How Do You Increase Bandwidth with Limited Resources?

Diana M. Wilson, Executive Director at Jeffco Public Schools

Diana M. Wilson, Executive Director at Jeffco Public Schools

In 1998, the average U.S. public school had one internet-accessible computer for every 12 students. Fast-forward twenty years! Now, the number of devices using Wi-Fi in a Jeffco school exceeds the number of students in the building. Many of our schools have infrastructure older than most students’ parents. School funding in Colorado has been on the decline since 1982. Exponential demand, old infrastructure, limited resources -- how can Jeffco Public Schools provide fast, reliable connectivity now and in the future?

This is a question the Jeffco Public Schools Information Technology department (Jeffco IT) began asking themselves years ago. One solution was obvious: purchase internet services from commercial vendors. Obvious, but expensive.
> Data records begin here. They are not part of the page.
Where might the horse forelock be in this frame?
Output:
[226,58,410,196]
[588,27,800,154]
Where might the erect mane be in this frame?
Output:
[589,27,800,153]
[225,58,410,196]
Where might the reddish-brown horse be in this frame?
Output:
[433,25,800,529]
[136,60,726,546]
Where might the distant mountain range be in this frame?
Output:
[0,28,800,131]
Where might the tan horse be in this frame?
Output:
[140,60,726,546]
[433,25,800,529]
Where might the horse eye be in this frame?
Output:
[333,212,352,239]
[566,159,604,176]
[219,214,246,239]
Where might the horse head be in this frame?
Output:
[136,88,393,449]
As many families know—the more bandwidth you need or want, the more costly the service.

"Jeffco IT is committed to finding ways to link all schools into fiber networks and securing partnerships whenever possible to provide top-notch connectivity in a fiscally responsible manner"

Though our schools meet national educational technology benchmarks, we are behind the FCC recommendations on connectivity. Students, staff, and guest users may find school internet service slow compared to private industry or home networks. Benchmarks aside, Jeffco IT aspires school internet connectivity to be faster and more reliable; that means building a redundant system and increasing bandwidth. Jeffco IT needed an innovative solution to increase capacity without stealing resources from other school programs. The solution? Build our own fiber network utilizing mutually beneficial partnerships.
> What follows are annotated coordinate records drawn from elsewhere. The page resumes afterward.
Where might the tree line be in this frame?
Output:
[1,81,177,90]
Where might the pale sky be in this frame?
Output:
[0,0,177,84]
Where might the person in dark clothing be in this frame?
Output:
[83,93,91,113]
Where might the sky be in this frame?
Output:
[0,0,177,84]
Five years ago, after designing a plan, Jeffco IT began building its own fiber network called JeffcoNet. They also began building relationships with other public entities to seek potential partners for fiber networks. Jeffco IT realized other public service entities would face the same challenge of securing adequate internet access with limited funding. Municipalities, higher education, and public safety organizations were looking for solutions, too.
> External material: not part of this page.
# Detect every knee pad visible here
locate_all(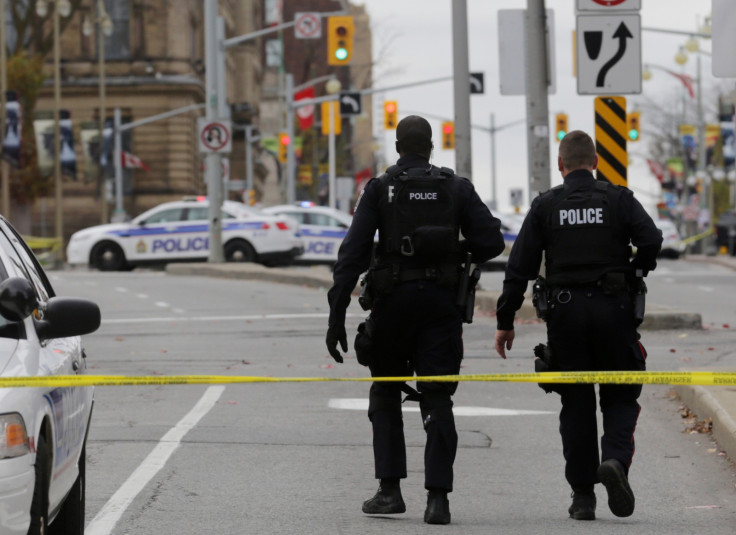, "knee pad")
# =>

The first partnership, with the School of Mines and National Renewable Energy Laboratory, was a big success. The partnership enabled Jeffco IT to establish JeffcoNet between key facilities, ensuring a redundant system at the base of Jeffco Public Schools IT operations. The result? Five times the capacity.

Jeffco IT also joined a consortium of Front Range public entities called GigaPop and continued to find projects that offered opportunities to team up with others on installing fiber. Partnerships to date save the district $150,000 a year, have increased capacity by ten times, and offered the opportunity to increase the resilience and redundancy of the system. Five years ago, Jeffco Public Schools were 100 percent dependent on commercial internet services; that dependency has now dropped to 85 percent.

“I know technology infrastructure is not the first thing people think of when we talk about public schools,” explained LeRoy Ruterbories, with Jeffco IT Infrastructure Services. “But it really supports our educational goals. Agility and adaptability is one of the Jeffco Generations skills, and that is exactly what we are working on.”

Next on the list is northwest Arvada. The City of Arvada has been very supportive of public partnerships and passed a “shadow conduit” city policy. This means Jeffco IT will be able to piggyback on all infrastructure conduit to efficiently use public dollars.

What is the ultimate goal? Jeffco IT is committed to finding ways to link all schools into fiber networks and securing partnerships whenever possible to provide top-notch connectivity in a fiscally responsible manner. The dream is for Jeffco Public Schools to be off of commercial service entirely, and Jeffco IT is well on the way to making that tech dream a hardwired reality.